Très alarmantes, ces données ne sont pourtant pas exhaustives. Elles ne prennent pas en compte les nombreuses familles qui ne recourent pas ou plus au 115 ou qui n'obtiennent pas de réponse, ni les mineurs isolés laissés sans protection durant leurs recours judiciaires. La Coordination Nationale Jeunes Exilé·es En Danger a comptabilisé 3 477 jeunes en recours de minorité en mars 2024, dont 1 067 sont dans une situation de rue. Ces données sont révélatrices d'une évolution inquiétante du sans-abrisme et le signe d'une insuffisance des politiques publiques censées le faire disparaître.
Nous observons ainsi, depuis plusieurs années, une détérioration croissante des conditions d'accès et de maintien dans le logement. De cette situation découle une saturation des dispositifs d'hébergement qui, en dépit des efforts consentis pour maintenir un niveau historique de 203 000 places, restent insuffisamment dimensionnés pour répondre aux besoins croissants. Dans ces conditions, l'engagement pris par les gouvernements successifs de « ne plus avoir aucun enfant à la rue » reste une promesse non tenue.
Si l'urgence de créer des places d'hébergement supplémentaires demeure, toute ambition de réduction du sans-abrisme suppose de dépasser la logique de court terme qui prévaut actuellement et d'engager une politique ambitieuse et durable d'accès au logement. C'est toute l'ambition du plan Logement d'abord qui, pour être réellement efficace, devrait être accompagné d'une programmation pluriannuelle de l'hébergement et du logement incluant une attention spécifique aux familles et comportant des objectifs ambitieux en termes de production de logement abordables, conformément aux recommandations du Comité des droits de l'enfant de l'ONU.

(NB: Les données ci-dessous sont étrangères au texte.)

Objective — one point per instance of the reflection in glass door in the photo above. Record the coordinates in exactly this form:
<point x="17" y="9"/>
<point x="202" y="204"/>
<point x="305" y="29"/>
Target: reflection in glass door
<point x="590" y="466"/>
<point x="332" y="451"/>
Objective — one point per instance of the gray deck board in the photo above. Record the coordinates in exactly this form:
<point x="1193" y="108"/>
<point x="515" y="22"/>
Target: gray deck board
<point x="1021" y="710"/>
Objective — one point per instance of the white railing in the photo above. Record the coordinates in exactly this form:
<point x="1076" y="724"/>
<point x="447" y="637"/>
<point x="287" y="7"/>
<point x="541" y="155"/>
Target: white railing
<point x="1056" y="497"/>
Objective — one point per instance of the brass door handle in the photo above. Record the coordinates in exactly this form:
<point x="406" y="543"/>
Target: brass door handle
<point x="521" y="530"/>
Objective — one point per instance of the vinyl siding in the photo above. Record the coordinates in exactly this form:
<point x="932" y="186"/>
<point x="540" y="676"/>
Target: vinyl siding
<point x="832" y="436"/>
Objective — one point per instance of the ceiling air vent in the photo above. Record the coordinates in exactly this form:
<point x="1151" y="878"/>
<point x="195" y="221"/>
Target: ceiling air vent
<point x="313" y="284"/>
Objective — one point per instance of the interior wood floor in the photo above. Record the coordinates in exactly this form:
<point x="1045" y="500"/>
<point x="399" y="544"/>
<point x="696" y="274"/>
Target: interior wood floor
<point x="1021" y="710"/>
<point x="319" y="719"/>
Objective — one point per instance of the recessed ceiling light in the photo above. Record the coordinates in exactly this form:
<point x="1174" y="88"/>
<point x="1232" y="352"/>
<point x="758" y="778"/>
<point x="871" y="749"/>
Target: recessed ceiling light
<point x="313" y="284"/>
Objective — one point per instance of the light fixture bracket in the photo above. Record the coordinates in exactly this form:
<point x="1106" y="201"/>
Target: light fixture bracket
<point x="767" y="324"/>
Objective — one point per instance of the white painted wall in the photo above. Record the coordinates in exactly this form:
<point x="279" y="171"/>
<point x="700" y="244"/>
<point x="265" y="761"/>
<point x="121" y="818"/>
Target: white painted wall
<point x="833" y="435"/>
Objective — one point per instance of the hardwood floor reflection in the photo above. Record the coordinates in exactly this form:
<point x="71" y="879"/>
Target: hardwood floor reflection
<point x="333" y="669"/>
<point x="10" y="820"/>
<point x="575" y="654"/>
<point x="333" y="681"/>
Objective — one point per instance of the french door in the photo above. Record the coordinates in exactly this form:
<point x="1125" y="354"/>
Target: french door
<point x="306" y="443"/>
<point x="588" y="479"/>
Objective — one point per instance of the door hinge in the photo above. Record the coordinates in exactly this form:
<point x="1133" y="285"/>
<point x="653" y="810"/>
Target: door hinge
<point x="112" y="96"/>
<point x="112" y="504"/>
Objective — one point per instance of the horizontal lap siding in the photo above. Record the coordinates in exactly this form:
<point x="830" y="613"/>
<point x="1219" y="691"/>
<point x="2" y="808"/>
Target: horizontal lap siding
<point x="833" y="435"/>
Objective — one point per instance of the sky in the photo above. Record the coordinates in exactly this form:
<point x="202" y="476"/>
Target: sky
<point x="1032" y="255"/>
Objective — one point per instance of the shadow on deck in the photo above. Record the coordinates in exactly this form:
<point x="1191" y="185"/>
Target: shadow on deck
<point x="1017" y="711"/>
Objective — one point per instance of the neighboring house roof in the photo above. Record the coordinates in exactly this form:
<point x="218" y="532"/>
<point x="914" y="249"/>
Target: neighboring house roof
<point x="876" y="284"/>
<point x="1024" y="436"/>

Il semble par ailleurs nécessaire d'améliorer les conditions d'accueil et d'accompagnement des enfants hébergés, en particulier celles des 28 659 enfants vivant à l'hôtel ; un mode d'hébergement non seulement coûteux, mais aussi particulièrement inadapté à la vie familiale et aux besoins des enfants. Aussi, une programmation pluriannuelle pourrait permettre d'engager une transformation qualitative du parc d'hébergement se traduisant, entre autres, par une transformation progressive de l'offre de nuitées hôtelières et une adaptation du parc aux besoins spécifiques des familles. Enfin, il paraît essentiel de doter le secteur de l'accueil, de l'hébergement et de l'insertion de moyens adéquats pour garantir un accompagnement global, continu et adapté aux besoins des familles et ainsi favoriser leur inclusion durable.
Au regard du nombre d'enfants concernés, ces politiques devront nécessairement porter une attention spécifique à ces derniers et être conformes à leur intérêt supérieur.
Rappelons que la précarité inhérente à l'absence de domicile engendre non seulement d'importantes répercussions sur le développement et la santé de l'enfant à court, moyen et long terme, mais qu'elle affecte également l'ensemble des environnements dans lequel il évolue (familial, scolaire, social) et entrave l'effectivité de ses droits.
À travers cette proposition de résolution, la représentation nationale souhaite amorcer un changement de paradigme pour les enfants, leur famille et les professionnels qui les accompagnent, pour le droit au logement et pour une société plus juste.